As his A1C — a test that measures your body’s blood sugar level over a three-month time period — began to improve, his physician decreased the dosage on his diabetes medication.
“I went from 1,600 milligrams to 800 milligrams to 400 milligrams and then got off it completely,” Pernell said.
Today, he enjoys a diet of lean meats, chicken with no skin, turkey, fish and lots of vegetables.
While he doesn’t do a lot of cooking, he chooses healthier items when he eats at the homes of family or friends and in restaurants.
“There are certain things I just won’t eat. If it has a high fat content or lots of sugar, I just don’t eat it. When I eat out, I usually order a salad with grilled chicken or shrimp.”
He allows himself an occasional sweet treat, but one with much less sugar than he would eat previously.
“I might eat a piece of pound cake if one is put on my plate,” he said.
However, Pernell’s lifestyle change includes more than changing his diet.
“I exercise on an average of five days a week, mostly in the mornings. I do a lot of cardio on the treadmill and elliptical at the gym.

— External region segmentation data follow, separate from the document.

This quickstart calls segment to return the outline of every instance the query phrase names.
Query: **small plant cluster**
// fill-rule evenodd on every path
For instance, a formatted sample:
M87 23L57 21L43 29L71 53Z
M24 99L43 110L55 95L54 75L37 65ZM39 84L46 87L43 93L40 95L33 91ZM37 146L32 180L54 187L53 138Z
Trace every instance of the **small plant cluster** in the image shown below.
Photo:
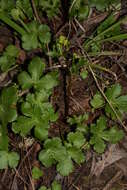
M18 75L18 84L22 90L32 89L21 99L19 86L13 85L2 90L0 96L0 168L18 164L19 156L16 153L8 152L7 126L12 124L12 130L25 136L34 128L34 135L39 140L48 136L50 122L57 120L58 115L49 102L52 88L58 84L57 72L50 72L43 75L45 63L40 57L34 57L28 65L28 72L22 71ZM20 105L20 114L18 109ZM5 153L3 151L6 151ZM4 153L4 154L3 154ZM8 155L8 156L7 156ZM7 156L6 159L5 156ZM14 163L11 163L12 156ZM8 163L8 164L7 164Z

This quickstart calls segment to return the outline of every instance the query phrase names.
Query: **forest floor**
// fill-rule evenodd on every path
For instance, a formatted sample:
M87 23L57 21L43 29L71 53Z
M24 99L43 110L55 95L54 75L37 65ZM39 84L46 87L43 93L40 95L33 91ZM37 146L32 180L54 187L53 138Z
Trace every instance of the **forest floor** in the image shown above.
M74 21L61 23L61 18L56 18L48 23L54 36L60 35L69 38L71 48L70 54L80 51L79 44L82 44L83 37L90 35L95 28L106 18L107 13L93 11L91 16L81 24ZM127 31L127 25L124 26ZM20 46L20 41L14 36L12 30L1 25L0 27L0 53L8 44ZM99 84L119 83L122 86L122 93L127 92L127 40L122 42L106 42L103 50L120 52L119 55L98 55L91 57L92 62L99 63L112 71L115 75L100 70L95 70ZM29 60L35 55L40 55L41 50L36 49L30 52L21 51L19 64L23 60ZM68 59L69 61L69 59ZM61 60L60 60L61 64ZM68 63L66 63L68 64ZM52 62L53 65L53 62ZM11 83L15 70L12 70L5 78L0 75L0 88ZM79 115L89 112L90 117L87 124L91 124L101 115L97 109L92 113L90 100L97 91L96 82L89 73L83 80L80 76L71 76L67 68L60 69L60 85L55 87L51 97L52 104L59 113L59 119L52 124L49 130L50 137L59 136L59 127L62 133L67 132L68 124L65 116ZM103 86L102 86L103 88ZM124 119L127 124L127 117ZM56 171L55 166L45 168L37 160L38 152L41 150L39 141L32 137L22 138L9 133L10 147L17 150L20 155L20 163L17 169L6 169L0 172L0 190L34 190L40 185L49 187L54 179L62 184L62 190L126 190L127 189L127 136L116 145L109 145L106 151L98 155L93 150L86 152L85 163L75 164L75 170L68 177L62 177ZM31 177L31 168L39 166L43 169L44 175L38 180Z

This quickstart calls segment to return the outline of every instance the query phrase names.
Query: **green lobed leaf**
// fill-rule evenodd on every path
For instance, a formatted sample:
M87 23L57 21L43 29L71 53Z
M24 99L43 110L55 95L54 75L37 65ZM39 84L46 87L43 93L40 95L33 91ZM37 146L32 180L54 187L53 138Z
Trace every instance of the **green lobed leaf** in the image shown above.
M70 147L67 149L69 156L77 163L81 164L85 161L85 155L80 149Z
M73 171L74 166L72 160L68 157L59 162L56 168L61 175L68 176Z
M67 139L70 143L72 143L76 148L81 148L83 144L85 143L86 139L84 135L77 131L77 132L71 132L68 134Z
M116 113L122 118L123 113L127 112L127 95L120 96L121 86L119 84L114 84L107 89L105 94ZM105 106L105 112L113 120L116 119L116 114L108 103Z
M53 181L52 190L62 190L60 183L58 183L57 181Z
M40 170L38 167L33 167L32 169L32 178L33 179L39 179L43 176L43 171Z
M0 151L0 169L5 169L8 166L10 168L17 167L19 159L16 152Z
M8 45L3 55L0 57L0 67L3 72L8 71L16 64L16 58L19 55L19 49L14 45Z
M9 152L8 153L8 165L10 168L16 168L19 162L19 154L16 152Z
M90 104L92 105L93 108L95 109L98 109L98 108L101 108L104 106L104 99L103 97L101 96L100 93L96 93L94 96L93 96L93 99L90 101Z

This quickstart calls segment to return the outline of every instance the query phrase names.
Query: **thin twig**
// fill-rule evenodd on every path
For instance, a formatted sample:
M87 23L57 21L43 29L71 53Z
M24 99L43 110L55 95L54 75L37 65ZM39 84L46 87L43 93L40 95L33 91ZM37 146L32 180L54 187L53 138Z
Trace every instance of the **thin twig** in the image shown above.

Once you start that, you will want to keep it up,” he said. “In fact, I now feel guilty if I don’t get up and work out.”
Pernell offered advice to those who may be thinking about making lifestyle changes to improve their health.
“You don’t have to measure everything you eat in order to become healthier. For a long time, things like that kept me from getting started. Exercise will compensate for the measuring. Don’t believe everything you read about losing weight. Most people work and don’t have the luxury of eating four or five small meals a day. Don’t complicate what you do. Just eat healthier foods and get moving,” he said.
Pernell hasn’t measured his success in the number of pounds lost — though he’s lost approximately 30 — but in his improved quality of life.
“And it makes my daughter happy,” he said.